Scaling up weakly-supervised datasets has shown to be highly effective in the
image-text domain and has contributed to most of the recent state-of-the-art
computer vision and multimodal neural networks. However, existing large-scale
video-text datasets and mining techniques suffer from several limitations, such
as the scarcity of aligned data, the lack of diversity in the data, and the
difficulty of collecting aligned data. Currently popular video-text data mining
approach via automatic speech recognition (ASR) used in HowTo100M provides
low-quality captions that often do not refer to the video content. Other mining
approaches do not provide proper language descriptions (video tags) and are
biased toward short clips (alt text).

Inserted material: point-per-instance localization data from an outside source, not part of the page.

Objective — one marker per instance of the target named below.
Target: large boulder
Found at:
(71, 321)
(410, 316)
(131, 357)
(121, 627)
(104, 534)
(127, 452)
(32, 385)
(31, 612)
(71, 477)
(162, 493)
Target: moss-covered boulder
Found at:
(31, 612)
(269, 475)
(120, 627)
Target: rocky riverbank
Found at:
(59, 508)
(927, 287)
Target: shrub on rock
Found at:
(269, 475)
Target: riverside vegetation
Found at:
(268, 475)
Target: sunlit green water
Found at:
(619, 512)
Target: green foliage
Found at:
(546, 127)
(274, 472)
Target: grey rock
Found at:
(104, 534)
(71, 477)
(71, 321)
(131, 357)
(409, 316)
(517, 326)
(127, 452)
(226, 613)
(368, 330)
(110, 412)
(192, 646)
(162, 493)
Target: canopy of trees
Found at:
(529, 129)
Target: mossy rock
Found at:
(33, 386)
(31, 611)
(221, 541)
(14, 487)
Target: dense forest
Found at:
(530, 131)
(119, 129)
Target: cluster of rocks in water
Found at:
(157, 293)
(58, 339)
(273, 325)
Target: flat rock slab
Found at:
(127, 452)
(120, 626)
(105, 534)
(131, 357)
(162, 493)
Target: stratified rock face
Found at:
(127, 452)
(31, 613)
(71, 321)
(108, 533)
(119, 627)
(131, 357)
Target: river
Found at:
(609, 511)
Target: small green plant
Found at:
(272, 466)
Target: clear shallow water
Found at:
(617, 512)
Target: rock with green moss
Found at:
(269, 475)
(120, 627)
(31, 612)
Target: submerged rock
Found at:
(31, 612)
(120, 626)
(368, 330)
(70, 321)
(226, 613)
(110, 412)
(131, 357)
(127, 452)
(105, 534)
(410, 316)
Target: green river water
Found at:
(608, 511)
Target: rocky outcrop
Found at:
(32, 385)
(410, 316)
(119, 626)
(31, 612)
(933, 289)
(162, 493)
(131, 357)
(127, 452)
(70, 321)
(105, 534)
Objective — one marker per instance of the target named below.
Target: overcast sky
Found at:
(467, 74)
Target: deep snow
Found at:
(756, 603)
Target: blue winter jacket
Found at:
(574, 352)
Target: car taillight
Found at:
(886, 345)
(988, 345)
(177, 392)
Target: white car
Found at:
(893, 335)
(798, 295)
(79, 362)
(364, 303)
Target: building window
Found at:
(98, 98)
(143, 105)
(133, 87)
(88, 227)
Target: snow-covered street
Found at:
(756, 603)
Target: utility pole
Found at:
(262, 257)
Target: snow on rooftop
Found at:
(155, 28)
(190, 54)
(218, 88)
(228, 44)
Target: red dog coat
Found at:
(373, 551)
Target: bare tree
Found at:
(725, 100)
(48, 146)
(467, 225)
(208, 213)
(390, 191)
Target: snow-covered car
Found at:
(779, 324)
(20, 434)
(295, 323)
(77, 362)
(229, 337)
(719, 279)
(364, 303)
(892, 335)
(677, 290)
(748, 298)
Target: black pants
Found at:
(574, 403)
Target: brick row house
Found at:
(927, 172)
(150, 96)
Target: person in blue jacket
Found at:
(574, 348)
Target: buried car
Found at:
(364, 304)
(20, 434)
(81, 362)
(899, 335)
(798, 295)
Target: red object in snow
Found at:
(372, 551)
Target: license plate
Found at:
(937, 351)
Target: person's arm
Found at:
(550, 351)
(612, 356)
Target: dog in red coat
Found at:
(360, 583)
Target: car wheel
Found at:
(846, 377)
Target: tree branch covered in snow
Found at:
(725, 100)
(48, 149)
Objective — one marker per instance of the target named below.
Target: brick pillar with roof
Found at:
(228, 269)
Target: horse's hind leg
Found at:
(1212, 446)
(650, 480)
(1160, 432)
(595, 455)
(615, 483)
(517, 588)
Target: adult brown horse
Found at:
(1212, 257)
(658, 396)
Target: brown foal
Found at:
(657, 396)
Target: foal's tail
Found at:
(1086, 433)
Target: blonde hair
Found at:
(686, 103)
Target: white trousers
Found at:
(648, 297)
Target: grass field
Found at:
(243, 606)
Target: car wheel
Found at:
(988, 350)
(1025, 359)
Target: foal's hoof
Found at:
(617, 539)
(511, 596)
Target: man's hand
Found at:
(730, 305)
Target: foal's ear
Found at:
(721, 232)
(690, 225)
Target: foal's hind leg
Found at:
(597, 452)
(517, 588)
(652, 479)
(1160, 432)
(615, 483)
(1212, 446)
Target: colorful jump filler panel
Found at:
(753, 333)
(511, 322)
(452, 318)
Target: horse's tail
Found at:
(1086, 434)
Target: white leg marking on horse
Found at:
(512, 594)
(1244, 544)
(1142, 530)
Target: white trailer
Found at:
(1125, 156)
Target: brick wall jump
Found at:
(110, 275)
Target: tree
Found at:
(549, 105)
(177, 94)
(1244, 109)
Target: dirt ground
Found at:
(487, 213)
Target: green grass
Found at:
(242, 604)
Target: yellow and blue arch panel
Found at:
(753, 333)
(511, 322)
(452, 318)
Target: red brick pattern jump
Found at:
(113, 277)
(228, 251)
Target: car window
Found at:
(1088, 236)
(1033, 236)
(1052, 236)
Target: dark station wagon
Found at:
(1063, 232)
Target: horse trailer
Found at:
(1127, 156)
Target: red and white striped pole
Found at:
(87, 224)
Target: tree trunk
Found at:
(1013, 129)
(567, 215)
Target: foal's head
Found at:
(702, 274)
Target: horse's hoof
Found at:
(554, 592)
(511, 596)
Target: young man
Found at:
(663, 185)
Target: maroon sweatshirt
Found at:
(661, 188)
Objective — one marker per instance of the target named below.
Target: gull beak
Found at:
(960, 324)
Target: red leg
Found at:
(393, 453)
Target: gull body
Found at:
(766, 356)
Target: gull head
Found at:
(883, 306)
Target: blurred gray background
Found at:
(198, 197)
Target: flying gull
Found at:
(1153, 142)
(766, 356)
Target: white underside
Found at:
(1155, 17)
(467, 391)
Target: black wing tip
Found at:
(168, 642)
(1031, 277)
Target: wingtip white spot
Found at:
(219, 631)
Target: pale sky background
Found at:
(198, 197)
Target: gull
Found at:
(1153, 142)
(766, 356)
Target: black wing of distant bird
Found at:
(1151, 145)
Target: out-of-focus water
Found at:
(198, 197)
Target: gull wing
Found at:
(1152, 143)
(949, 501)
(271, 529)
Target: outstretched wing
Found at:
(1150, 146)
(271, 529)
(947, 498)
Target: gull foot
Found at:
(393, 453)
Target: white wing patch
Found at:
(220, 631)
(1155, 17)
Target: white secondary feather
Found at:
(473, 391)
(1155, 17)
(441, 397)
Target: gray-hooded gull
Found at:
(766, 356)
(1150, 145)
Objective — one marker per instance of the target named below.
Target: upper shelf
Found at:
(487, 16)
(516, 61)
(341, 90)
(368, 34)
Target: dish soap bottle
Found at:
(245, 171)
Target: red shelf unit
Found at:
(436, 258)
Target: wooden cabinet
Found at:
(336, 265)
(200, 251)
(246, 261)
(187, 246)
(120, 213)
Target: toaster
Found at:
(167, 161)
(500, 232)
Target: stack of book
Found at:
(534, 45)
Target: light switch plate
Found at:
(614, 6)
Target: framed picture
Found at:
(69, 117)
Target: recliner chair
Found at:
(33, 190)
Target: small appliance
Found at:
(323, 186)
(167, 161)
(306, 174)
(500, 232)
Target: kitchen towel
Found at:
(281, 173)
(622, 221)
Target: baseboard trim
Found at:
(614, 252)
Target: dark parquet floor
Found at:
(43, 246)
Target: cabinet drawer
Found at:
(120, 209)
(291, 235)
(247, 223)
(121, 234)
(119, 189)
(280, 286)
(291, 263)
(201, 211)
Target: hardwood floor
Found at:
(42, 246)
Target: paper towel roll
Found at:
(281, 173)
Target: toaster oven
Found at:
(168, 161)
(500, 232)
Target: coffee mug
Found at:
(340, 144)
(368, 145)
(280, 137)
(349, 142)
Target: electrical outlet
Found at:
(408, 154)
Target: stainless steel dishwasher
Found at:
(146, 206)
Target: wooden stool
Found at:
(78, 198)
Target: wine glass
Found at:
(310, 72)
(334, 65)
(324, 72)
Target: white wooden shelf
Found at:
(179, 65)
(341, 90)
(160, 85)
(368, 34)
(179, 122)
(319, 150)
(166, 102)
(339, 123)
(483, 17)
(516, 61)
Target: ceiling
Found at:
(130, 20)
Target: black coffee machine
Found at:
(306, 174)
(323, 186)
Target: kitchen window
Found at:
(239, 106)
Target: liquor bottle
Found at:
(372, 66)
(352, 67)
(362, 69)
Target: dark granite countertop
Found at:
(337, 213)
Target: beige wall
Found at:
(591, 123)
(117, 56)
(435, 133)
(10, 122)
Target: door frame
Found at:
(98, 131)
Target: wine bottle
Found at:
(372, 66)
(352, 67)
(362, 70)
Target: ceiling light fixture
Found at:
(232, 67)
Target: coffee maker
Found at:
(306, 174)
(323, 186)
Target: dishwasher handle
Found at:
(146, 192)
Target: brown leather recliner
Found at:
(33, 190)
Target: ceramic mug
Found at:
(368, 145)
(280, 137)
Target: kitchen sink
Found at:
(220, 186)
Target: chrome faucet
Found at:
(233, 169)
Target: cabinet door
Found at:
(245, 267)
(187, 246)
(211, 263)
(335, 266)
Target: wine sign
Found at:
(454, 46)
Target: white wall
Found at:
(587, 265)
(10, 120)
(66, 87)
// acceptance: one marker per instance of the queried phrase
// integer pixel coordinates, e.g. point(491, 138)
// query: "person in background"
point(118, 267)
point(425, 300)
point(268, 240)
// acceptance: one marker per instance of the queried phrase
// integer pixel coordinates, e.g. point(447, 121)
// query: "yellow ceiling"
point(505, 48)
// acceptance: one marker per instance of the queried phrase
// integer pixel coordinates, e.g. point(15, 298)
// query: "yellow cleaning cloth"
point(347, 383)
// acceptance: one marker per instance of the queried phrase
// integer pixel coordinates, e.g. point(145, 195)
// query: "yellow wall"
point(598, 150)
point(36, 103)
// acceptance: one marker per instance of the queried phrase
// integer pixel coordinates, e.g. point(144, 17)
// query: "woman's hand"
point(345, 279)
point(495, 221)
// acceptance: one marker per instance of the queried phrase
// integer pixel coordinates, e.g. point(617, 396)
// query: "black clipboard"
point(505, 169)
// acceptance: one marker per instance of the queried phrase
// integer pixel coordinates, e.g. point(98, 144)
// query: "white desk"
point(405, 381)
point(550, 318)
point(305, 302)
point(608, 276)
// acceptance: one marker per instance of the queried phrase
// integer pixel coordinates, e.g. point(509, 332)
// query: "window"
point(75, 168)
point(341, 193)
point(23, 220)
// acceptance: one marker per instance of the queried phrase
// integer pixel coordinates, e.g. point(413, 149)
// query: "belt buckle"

In this work, we show how recent advances
in image captioning allow us to pre-train high-quality video models without any
parallel video-text data. We pre-train several video captioning models that are
based on an OPT language model and a TimeSformer visual backbone. We fine-tune
these networks on several video captioning datasets. First, we demonstrate that
image captioning pseudolabels work better for pre-training than the existing
HowTo100M ASR captions. Second, we show that pre-training on both images and
videos produces a significantly better network (+4 CIDER on MSR-VTT) than
pre-training on a single modality. Our methods are complementary to the
existing pre-training or data mining approaches and can be used in a variety of
settings. Given the efficacy of the pseudolabeling method, we are planning to
publicly release the generated captions.

本文介绍了利用图像字幕预训练高质量视频模型的方法，并证明了以图像字幕代替自动语音识别字幕的预训练方法更有效，使用图像和视频一起进行预训练比单独使用一种模式的预训练能显著提高网络性能，并且这种方法可以与现有的预训练或数据挖掘方法相辅相成。